Many have written about this film’s critical connection with Oshima’s Cruel Story of Youth, and it’s easy to draw a connection with this film to Godard’s Pierrot le fou considering that Breathless and Cruel Story of Youth are often linked as well. This is not really the case. If anything, this represents more of what would come from Godard later. It’s not to say that this film is as loudly political, it might be (I can’t really tell) but this film takes a much less “fun” turn. This is a bleak movie, as what one would come to expect from Oshima by this time. It definitely is not him at his most brooding (that would be The Man Who Left His Will on Film) but it definitely doesn’t capture the energy along with the politics and violence as say, Koji Wakamatsu.

The film starts with a nameless woman (revealed to be Nejiko towards the film’s conclusion) wandering around the streets looking for sex. It’s a pretty bizarre premise as it is, with men after men turning down an experience devoid of attachment. She becomes fascinated by one man in particular, Otoko, who may or may not have gone AWOL. The two bond, not so naturally, and they stumble upon what appears to be a gang transporting weapons. The film’s setting shifts to an abandoned compound, where we’re introduced to even more one-note characters. There’s a violence-hungry teenager, contrasted with an older man who speaks highly of his own violent past. All of these individuals are anxious for weapons, because of an ongoing gang war.

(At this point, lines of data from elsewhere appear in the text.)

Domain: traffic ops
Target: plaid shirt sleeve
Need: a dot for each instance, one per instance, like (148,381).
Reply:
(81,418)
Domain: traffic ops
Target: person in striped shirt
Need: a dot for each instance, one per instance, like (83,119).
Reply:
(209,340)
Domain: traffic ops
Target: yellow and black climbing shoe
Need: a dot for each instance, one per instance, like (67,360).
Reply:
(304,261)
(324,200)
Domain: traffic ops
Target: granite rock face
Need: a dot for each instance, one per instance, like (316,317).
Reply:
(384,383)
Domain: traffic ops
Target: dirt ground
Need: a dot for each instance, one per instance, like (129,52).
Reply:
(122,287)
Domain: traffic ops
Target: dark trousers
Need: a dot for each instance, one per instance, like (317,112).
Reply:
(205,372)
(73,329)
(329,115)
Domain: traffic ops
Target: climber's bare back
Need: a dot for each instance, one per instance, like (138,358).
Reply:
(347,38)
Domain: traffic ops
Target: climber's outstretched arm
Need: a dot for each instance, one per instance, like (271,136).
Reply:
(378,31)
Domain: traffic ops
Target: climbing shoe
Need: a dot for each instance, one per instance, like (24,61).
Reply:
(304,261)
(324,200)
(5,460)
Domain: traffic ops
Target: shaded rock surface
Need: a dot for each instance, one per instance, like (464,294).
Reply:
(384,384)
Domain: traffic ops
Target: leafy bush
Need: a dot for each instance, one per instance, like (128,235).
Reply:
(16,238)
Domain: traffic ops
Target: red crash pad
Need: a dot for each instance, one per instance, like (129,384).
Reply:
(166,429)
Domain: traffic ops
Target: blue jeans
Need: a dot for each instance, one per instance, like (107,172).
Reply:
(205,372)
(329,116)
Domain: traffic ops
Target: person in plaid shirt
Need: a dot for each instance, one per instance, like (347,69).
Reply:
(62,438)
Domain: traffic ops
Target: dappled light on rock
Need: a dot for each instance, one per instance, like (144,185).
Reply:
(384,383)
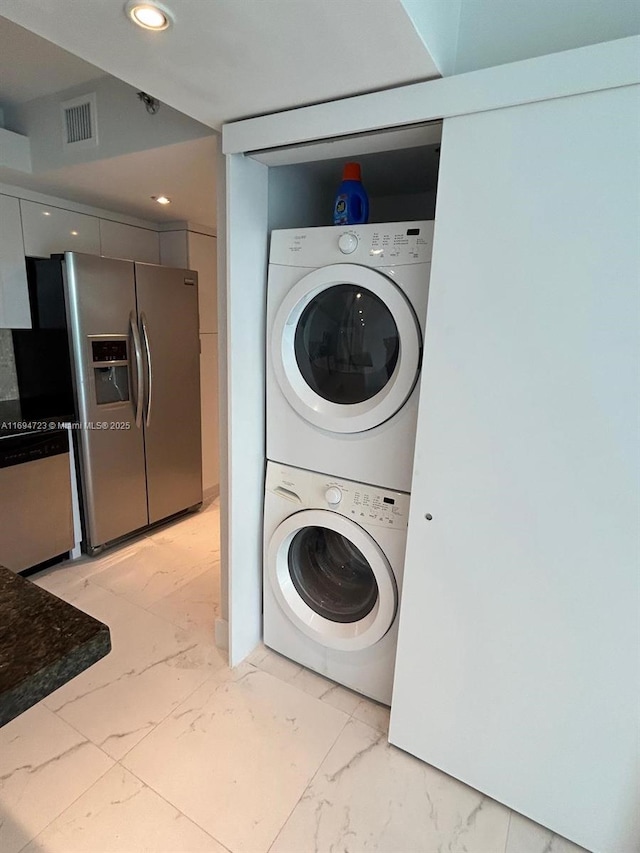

There’s plenty of clever tricks up Oshima’s sleeve here. To his credit, the film does look nice and it never really loses it’s momentum despite the promise of a dysfunctional romance on the run transforming into an almost theatrically framed piece of absurdness. On other occassions, he’s too clever for his own good. The film is built around men denying the advances of a woman because they’re more interested in guns. Get it? It’s almost like a introduction into phallic imagery because it is so blatantly obvious. Again, I get it, it’s maybe even a little funny, but when the film tries to pass itself off as nihilistic, it seems weird that the narrative is conceived around something a notch above the late night television writing room.

This leads perfectly into Oshima’s female characterization, which illustrates another set of problems. I get that he’s trying to produce binaries here: Otoko is stoic to a fault, where as Nejiko is constantly suggesting and requesting sex. They’re not meant to be real characters, but even in this absurdist landscape, it seems so one note and mean. Sure, she has a few funny sequences, but she is sole of women in this film and the men are constantly resisting her, in a way that suggests that they’ve conquered her. They’re evolved beyond the point of physical contact. This is countered by the fact that most of the male characters are stupid.

This is ultimately a movie about male frustration and anxiety so I understand what Nejiko is such a limited character but on the other hand, why have her there at all? There are shades of High and Low (the isolated location, the widescreen framing) if that were paired with content in Buñuel’s filmography. It’s a nice movie that looks really fantastic, but even as Oshima’s tricks are entertaining and thought-provoking, they fail to really haunt one past the initial viewing. It’s fun for someone who wants something a little slow and even a little mean, but it’s not really great. Oshima has done plenty worse, but he’s also done better.